Astronomers do not understand roughly 80% of the mass of every galaxy. The unknown portion is known as dark matter, and astronomers typically assume that it’s a form of matter that does not interact with light. One option for the dark matter is for it to be made of black holes, which as their name suggests do not emit radiation. However, these black holes cannot be made through the deaths of stars. First, there haven’t been enough generations of stars in the age of the universe to produce enough black holes. And second, even if the universe was older, there simply isn’t enough raw material to make enough stars in the first place. So this kind of black hole formation can’t explain all of the dark matter.
Instead if we want to make the dark matter be made out of black holes, those black holes have to be primordial. That means they are not made from the deaths of massive stars, but instead through some exotic process in the early universe.
However, an abundance of cosmological observations have ruled out most ranges of masses for these primordial black holes, leaving behind only a relatively narrow window. So the challenge for theorists is to find a plausible mechanism for generating primordial black holes in sufficient numbers with the masses that fit observations.

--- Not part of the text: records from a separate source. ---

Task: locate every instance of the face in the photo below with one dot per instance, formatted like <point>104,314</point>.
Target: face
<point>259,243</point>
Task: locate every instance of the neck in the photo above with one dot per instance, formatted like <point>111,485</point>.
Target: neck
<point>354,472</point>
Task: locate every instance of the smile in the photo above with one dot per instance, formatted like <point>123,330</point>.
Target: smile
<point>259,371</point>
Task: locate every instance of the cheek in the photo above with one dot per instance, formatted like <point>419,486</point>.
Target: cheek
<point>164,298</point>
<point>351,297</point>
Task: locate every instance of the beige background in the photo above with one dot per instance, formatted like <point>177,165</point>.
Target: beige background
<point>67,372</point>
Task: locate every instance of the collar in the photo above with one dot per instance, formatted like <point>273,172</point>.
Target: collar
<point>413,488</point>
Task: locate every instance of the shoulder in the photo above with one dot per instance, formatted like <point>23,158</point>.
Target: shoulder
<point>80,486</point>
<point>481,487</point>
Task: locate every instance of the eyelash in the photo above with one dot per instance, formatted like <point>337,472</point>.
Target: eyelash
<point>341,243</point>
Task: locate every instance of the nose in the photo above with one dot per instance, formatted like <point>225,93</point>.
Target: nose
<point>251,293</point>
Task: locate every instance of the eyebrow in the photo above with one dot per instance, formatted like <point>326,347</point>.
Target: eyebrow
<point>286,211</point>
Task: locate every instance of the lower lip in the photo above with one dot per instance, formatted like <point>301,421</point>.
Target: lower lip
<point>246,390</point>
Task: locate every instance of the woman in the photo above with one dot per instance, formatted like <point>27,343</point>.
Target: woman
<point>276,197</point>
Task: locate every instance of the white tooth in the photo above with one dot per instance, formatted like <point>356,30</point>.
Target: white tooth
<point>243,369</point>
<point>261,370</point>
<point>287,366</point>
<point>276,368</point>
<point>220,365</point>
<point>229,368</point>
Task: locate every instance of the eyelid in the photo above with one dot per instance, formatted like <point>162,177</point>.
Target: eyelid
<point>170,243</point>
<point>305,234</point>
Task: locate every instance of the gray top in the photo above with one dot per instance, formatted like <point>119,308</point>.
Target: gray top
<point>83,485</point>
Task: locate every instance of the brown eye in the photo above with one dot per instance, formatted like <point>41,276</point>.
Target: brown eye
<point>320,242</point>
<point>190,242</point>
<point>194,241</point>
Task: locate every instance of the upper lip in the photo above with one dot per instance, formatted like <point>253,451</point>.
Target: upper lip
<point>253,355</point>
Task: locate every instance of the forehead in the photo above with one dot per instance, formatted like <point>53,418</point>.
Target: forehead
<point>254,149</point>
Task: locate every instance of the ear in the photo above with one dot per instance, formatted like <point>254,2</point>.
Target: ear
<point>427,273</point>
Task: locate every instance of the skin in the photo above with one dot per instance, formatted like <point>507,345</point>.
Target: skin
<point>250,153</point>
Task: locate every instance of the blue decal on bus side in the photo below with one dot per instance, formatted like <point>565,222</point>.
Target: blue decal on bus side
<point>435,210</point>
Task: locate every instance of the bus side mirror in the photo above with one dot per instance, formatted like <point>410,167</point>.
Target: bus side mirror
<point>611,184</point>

In the Standard Model of particle physics there is no mechanism to create black holes in the early universe. But we know that the Standard Model is incomplete, and that new physics is right around the corner. A new study has examined extensions to the Standard Model and found a new way to create black holes .
Most scenarios for creating primordial black holes rely on what’s called a first-order phase transition. In this case, in the incredibly early universe the fundamental nature of the quantum fields that soak all of space-time change their character in a violent, rapid way. This transition started with many nucleation points that expanded into bubbles.
It’s easy to form primordial black holes in that scenario because it’s so chaotic and violent. But the new study has found even smooth transitions can still lead to the formation of black holes. The key is that some of the quantum fields remain strongly coupled together. As they slowly transition their interactions can spike, leading to pockets of extremely high energy density. These collapse into black holes which then flood the universe.
While intriguing, there is still a lot of work to do. Physicists will have to flesh out the details of this theory to see if it is physically plausible. And astronomers will have to find ways to directly observe these populations of primordial black holes. Until then the dark matter mystery is still open.